Downing Street said the PM still believes the British Army is a “top-level fighting force” despite the US general’s warning.
Asked about the US general’s private comments on Monday, the prime minister’s official spokesman said “yes” to Mr Sunak believing that the British Army is a top-level fighting force.
He said the government is “ensuring our armed forces have the equipment and capability they need to meet the threats of tomorrow including through a fully funded £242bn 10-year equipment plan”.
Former secretary general of NATO, Lord Robertson, also disagreed with the US general’s view.
He said: “The fact is that the British armed forces might have been weakened recently but they are still a formidable fighting force – and I think our country can be proud of them.”
Sky News also asked the Pentagon where it places the British army and whether it is becoming too weak to perform its role as a NATO member.
Defense Spokesman, Brigadier-General Patrick Ryder said: “The United Kingdom is an exceptionally capable and committed ally in NATO and has been second only to the United States in providing military aid to Ukraine.

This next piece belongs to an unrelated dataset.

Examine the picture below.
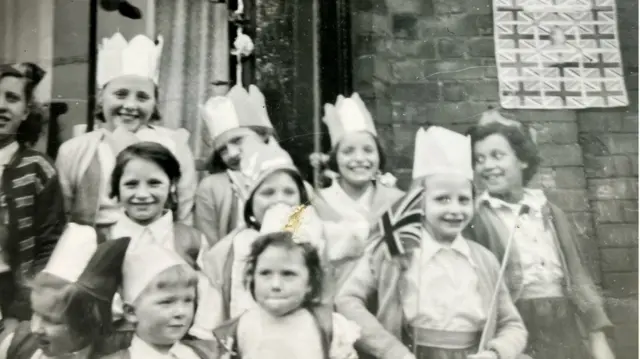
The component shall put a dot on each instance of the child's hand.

“The unparalleled defence and security alliance between the US and the UK continues to promote stability and prosperity worldwide.”
Earlier today, Conservative defence committee chairman Tobias Ellwood said people should be “very concerned” about the armed forces’ current capabilities.
The senior Tory called on the government to reverse “swathing cuts” to the army because its equipment has become “obsolete”.
Mr Ellwood said there had been “huge investments” into the Royal Navy and Royal Air Force in recent years, but added: “The army is in a dire state.”
He continued: “Our army is simply too small, we have cut down by 10,000 troops.”
European powers like France and Germany have announced plans to boost defence spending significantly following Russia’s full-scale invasion of Ukraine last year.
Mr Sunak has yet to make any meaningful pledge to expand his defence coffers, instead pursuing a “refresh” of a review of defence policy that is due to be published on 7 March ahead of a spring budget that will signal whether there is any new money for the military.
The crisis in defence has been a generation in the making following repeated reductions in the size of the three armed services since the end of the Cold War by successive Conservative, coalition and Labour governments to save money for peacetime priorities.
In 2020, Boris Johnson, as prime minister, increased defence spending by £16bn – the biggest uplift since the Cold War, but not enough to plug the gaps.
Mr Sunak has so far resisted calls to follow his predecessor, Liz Truss, to lift defence spending to 3% of GDP by 2030 up from just over 2% at present.